The US Justice Department says it's now willing to consider getting search warrants to access almost all types of user emails, a stark change from its previous arguments that it could use a less-strict subpoena for reading emails that users had already opened or that were older than 180 days. "We agree [...] that there is no principled basis to treat email less than 180 days old differently than email more than 180 days old," said Justice Department attorney Elana Tyrangiel in her testimony before House lawmakers today, later adding that her agency would also support changing federal laws to treat opened and unopened emails the same way, too.
The move comes after privacy advocates and companies including Google have spent the past several years urging Congress to reform the current law, the Electronic Communications Privacy Act of 1986 (ECPA), to require search warrants for all emails. Google also testified in the same hearing as the Justice Department this morning, saying that ECPA "fails" to protect user privacy, and that the inconsistencies in how courts have applied the law across the US have made it difficult for it and other cloud-based companies to respond to legal requests appropriately.
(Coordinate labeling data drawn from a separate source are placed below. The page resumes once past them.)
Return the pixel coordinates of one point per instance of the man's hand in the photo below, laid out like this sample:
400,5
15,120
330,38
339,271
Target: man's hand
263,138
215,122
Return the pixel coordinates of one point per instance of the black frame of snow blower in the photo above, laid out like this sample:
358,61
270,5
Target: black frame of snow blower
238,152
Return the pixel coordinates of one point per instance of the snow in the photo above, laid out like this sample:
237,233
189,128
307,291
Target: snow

"There is no principled basis to treat email less than 180 days old differently than email more than 180 days old."
Although the Justice Department has shifted its stance in support of requiring search warrants for most email, it still wants Congress to carve out exceptions for using subpoenas to get access to email in two cases: investigations into corporate emails, and as an avenue for lawyers in civil cases, who aren't able to request criminal search warrants. "Efforts to update ECPA can account for these considerations," Tyrangiel read from her prepared testimony.
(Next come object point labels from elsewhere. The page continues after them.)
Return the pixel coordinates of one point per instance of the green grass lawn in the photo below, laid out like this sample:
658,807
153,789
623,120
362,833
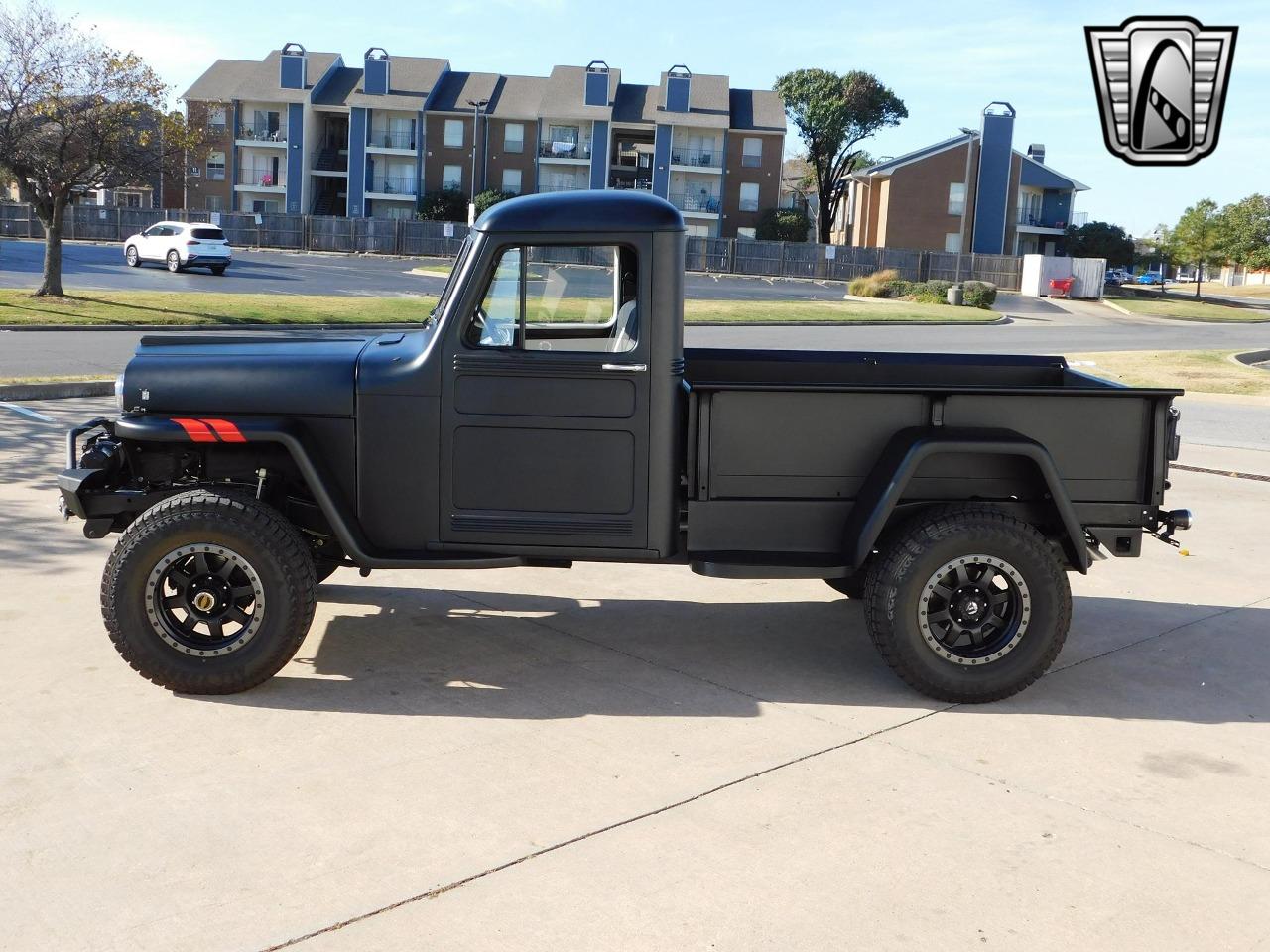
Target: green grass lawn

Some House lawmakers introduced a bill to revise ECPA earlier this month, which doesn't include all of the Justice Department's requests, but could be revised to incorporate them. ECPA reform is far from assured — a Senate reform bill failed last year. But with the Justice Department coming around to a position similar to that of Google and privacy advocates, it seems this may finally be the year the 27-year-old ECPA gets a more privacy-friendly refresh.